A new creature has been discovered, smaller than viruses, which lives like a parasite in our mouths

Biologists have been debating the correct definition of a living organism for more than a century. To decide, for example, whether it should also include microscopic entities such as viruses, equipped with genetic material, but …

A new creature has been discovered, smaller than viruses, which lives like a parasite in our mouths

Biologists have been debating the correct definition of a living organism for more than a century. To decide, for example, whether it should also include microscopic entities such as viruses, equipped with genetic material, but incapable of reproducing autonomously. Carelessly, in the meantime, research continues to encounter and describe new oddities, which force us to rethink notions that are now taken for granted. The latest example comes from Stanford laboratories, where a new class of biological entities has just been identified that could force us to review the taxonomy of the natural world: the obelisks, or obelisks, microscopic rings of RNA related to viruses, which inhabit inside the bacteria of the human microbiota.

The biosphere

Traditionally, science considers all biological entities ranging from unicellular creatures such as bacteria, to the multicellular kingdoms where we find animals and plants, to be living organisms. Below bacteria, the existence of viruses, entities composed of DNA or RNA filaments enclosed in a protein envelope, has been known for more than a century, and more or less since the 1970s that of viroids, even more infectious agents. microscopic, composed of small RNA molecules without a capsid (i.e. envelope).

Viruses and viroids are the smallest known biological entities present in nature, and are not considered life forms by a predominant part of the scientific community because they do not possess one of its most fundamental characteristics: that of reproducing, an activity which in both cases is entrusted , in effect, to the structures of the infected cells. This, in broad terms, is the taxonomy of our planet’s biosphere currently accepted by science. If the Stanford researchers are right, however, it will soon be updated to introduce a new class of biological entities, which are positioned right between viruses and viroids.

The obelisks

The discovery came as researchers investigated the presence of viroids – or similar entities – inside bacteria and animal cells, where to date they have not yet been identified with certainty, unlike what has happened in the plant world. To do this they used an innovative method, analyzing existing catalogs of RNA sequenced in the human microbiome, and asking software to predict which sequences within these huge genetic databases were highly likely to take on a circular shape similar to that of viroids.
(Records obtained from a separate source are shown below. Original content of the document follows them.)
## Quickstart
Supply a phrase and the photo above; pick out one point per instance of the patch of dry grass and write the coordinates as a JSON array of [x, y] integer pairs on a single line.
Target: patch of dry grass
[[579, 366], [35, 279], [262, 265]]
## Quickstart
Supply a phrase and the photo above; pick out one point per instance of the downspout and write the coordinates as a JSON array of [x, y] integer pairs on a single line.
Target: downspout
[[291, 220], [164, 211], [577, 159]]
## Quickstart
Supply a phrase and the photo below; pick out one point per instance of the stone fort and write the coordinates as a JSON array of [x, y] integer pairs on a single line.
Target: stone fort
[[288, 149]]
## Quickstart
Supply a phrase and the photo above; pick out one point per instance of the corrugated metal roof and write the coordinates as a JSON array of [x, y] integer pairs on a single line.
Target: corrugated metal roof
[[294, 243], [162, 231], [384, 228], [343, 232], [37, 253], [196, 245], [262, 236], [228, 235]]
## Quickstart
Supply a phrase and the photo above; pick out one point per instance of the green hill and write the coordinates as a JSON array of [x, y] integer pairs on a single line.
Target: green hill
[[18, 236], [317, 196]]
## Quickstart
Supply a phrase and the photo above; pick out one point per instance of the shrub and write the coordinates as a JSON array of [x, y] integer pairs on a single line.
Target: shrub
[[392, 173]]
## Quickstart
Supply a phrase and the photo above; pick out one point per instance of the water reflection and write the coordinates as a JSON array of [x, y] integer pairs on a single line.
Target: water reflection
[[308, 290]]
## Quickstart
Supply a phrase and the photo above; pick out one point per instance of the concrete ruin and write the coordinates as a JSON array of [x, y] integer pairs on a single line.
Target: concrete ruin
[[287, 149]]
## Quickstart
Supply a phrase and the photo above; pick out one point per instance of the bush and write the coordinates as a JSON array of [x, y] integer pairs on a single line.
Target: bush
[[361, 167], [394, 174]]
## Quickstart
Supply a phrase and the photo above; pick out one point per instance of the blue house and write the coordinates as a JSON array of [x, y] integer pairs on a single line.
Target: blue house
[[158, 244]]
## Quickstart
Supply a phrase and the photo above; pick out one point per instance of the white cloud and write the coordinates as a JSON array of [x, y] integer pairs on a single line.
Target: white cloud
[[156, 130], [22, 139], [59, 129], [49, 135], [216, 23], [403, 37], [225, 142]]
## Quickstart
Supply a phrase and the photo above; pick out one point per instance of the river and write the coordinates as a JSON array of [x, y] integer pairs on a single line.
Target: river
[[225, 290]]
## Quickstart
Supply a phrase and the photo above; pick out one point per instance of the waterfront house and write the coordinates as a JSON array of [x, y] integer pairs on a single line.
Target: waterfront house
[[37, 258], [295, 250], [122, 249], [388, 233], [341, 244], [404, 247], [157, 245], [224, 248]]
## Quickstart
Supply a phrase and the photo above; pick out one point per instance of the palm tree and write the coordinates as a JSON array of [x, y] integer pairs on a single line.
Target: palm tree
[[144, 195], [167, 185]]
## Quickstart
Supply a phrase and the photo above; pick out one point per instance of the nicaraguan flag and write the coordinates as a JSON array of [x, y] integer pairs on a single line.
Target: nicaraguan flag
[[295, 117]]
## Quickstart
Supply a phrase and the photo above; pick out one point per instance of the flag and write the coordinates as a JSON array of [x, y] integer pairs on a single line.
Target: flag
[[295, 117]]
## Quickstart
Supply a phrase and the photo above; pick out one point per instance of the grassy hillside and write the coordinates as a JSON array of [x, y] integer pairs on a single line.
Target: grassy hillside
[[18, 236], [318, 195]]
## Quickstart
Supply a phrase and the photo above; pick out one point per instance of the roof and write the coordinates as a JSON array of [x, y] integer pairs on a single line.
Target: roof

The first screening done by the software highlighted approximately 30 thousand RNA sequences with the desired characteristics. By analyzing the sequences identified in this way, the researchers realized that they were faced with something completely new: they were RNA molecules composed of around a thousand nitrogenous bases (the “letters” with which the genes in DNA and in RNA), too short to be viruses, and too long to be viroids, whose length is usually around 300 bases. As in the case of viroids, these RNA molecules do not include the genes necessary to produce a viral capsid, but they differ from these because in many cases they encode the genetic information necessary to produce a single protein, renamed “oblin” by researchers, which with every probability plays a role in their replication.

oblin research figure

A clue to the origin of life

These characteristics pushed the authors of the discovery to classify the obelisks as a new, previously unknown biological entity, which lies between viruses and viroids due to its complexity. The obelisks were identified by the authors of the research in approximately 7% of the bacteria of the intestinal microbiome studied, and in approximately 50% of that of the mouth. The sequences identified in different microbiomes also have different characteristics, and this confirms the hypothesis that they are biological entities in all respects.

These are preliminary results, which have not yet passed the careful scrutiny of the scientific community. And at the moment, it is impossible to say if and what effects these obelisks might have on the bacteria they infect to reproduce. However, the discovery was welcomed with enthusiasm by many experts, because if confirmed it would provide precious clues for understanding the evolution of viruses and viroids towards more complex forms. A field of study that has to do with the very origin of life on our planet, given that one of the most current hypotheses is that the first biological molecules that appeared on Earth were RNA entities such as viroids and obelisks, from which subsequent evolution towards increasingly complex forms would then give rise to all the incredible biodiversity that inhabits our planet today.